The brothers were so close that they finished each other’s sentences. They liked the same foods, ran with
the same friends. They were, in many ways, one person—except Marcus was more outward, talkative, and Markieff more reserved, protective. Marcus played quarterback, and Markieff lined up at center to make sure nobody messed with his brother. They were rarely apart, which made it harder for someone to jump them or rob them.
“Markieff was my lifeline,” Marcus says. “We needed each other to make it out of there. Without him, we wouldn’t be having this conversation.”
“Whatever my brother was feeling,” Markieff says, “I was feeling it too.”
Perhaps, then, it’s not surprising that both Morris brothers revealed to ESPN in unison that they have been living with depression. Both initially agreed to be interviewed, but when it came time to share their story, only Marcus felt comfortable enough to be quoted about his mental health issues. Confidentiality remains a major concern of NBA players who are dealing with mental health issues, and each operates on his own timetable when, if ever, he decides to share.

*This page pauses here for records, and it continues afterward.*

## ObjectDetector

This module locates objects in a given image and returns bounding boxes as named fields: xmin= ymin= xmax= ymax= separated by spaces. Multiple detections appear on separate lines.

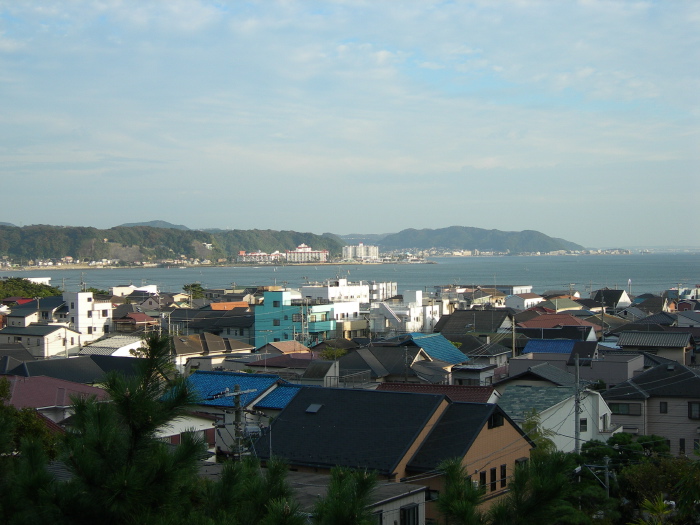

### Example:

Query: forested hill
xmin=0 ymin=225 xmax=343 ymax=262
xmin=379 ymin=226 xmax=583 ymax=253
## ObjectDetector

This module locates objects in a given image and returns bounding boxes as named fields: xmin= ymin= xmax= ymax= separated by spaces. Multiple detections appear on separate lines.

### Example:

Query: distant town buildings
xmin=343 ymin=243 xmax=379 ymax=262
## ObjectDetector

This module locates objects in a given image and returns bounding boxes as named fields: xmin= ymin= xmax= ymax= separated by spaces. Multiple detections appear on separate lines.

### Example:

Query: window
xmin=400 ymin=504 xmax=418 ymax=525
xmin=688 ymin=401 xmax=700 ymax=419
xmin=608 ymin=403 xmax=642 ymax=416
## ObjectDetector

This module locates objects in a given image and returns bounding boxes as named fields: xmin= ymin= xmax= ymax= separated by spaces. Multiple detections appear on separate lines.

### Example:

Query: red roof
xmin=377 ymin=383 xmax=493 ymax=403
xmin=6 ymin=376 xmax=107 ymax=408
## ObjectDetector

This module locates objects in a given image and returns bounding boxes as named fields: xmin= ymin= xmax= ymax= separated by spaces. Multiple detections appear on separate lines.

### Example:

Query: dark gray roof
xmin=433 ymin=310 xmax=509 ymax=339
xmin=603 ymin=363 xmax=700 ymax=401
xmin=301 ymin=359 xmax=335 ymax=379
xmin=9 ymin=355 xmax=138 ymax=384
xmin=498 ymin=385 xmax=575 ymax=422
xmin=408 ymin=402 xmax=517 ymax=472
xmin=617 ymin=332 xmax=692 ymax=348
xmin=499 ymin=363 xmax=576 ymax=386
xmin=255 ymin=387 xmax=445 ymax=475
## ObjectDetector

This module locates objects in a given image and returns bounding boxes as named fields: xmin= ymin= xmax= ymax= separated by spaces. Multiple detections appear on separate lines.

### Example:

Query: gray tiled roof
xmin=255 ymin=387 xmax=445 ymax=475
xmin=617 ymin=332 xmax=691 ymax=348
xmin=603 ymin=363 xmax=700 ymax=401
xmin=499 ymin=363 xmax=576 ymax=386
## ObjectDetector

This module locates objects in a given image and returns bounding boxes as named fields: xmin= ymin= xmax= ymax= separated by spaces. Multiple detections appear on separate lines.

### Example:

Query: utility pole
xmin=574 ymin=354 xmax=581 ymax=454
xmin=207 ymin=385 xmax=257 ymax=461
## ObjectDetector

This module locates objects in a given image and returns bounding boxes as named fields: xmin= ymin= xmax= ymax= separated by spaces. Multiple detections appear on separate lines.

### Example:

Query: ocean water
xmin=6 ymin=253 xmax=700 ymax=296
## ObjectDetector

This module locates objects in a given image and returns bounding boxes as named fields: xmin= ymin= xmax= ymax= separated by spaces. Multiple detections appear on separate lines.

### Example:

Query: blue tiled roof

Marcus says his and Markieff’s depression stems from demons of a fractured childhood that began with two strikes against them: poor and black.
“We grew up where there were no white people,” Marcus says. “None. You just didn’t see that in our neighborhood.
“At that time, I didn’t trust any white people because I didn’t know any white people. Honestly, I didn’t feel like I could trust anybody—not even the people in my neighborhood, who I knew my whole life.
“We just walked out stressed all the time. I said to my brother once, ‘You know, this is no way to live.’”
* * *
Last season, the NBA was 74.2 percent African-American and 80.7 percent people of color. That demographic presents unique issues outlined in a 2001 study by the surgeon general, which found that historic social and economic inequality, racism, discrimination, violence, and poverty make African-Americans more prone to encounter mental health challenges.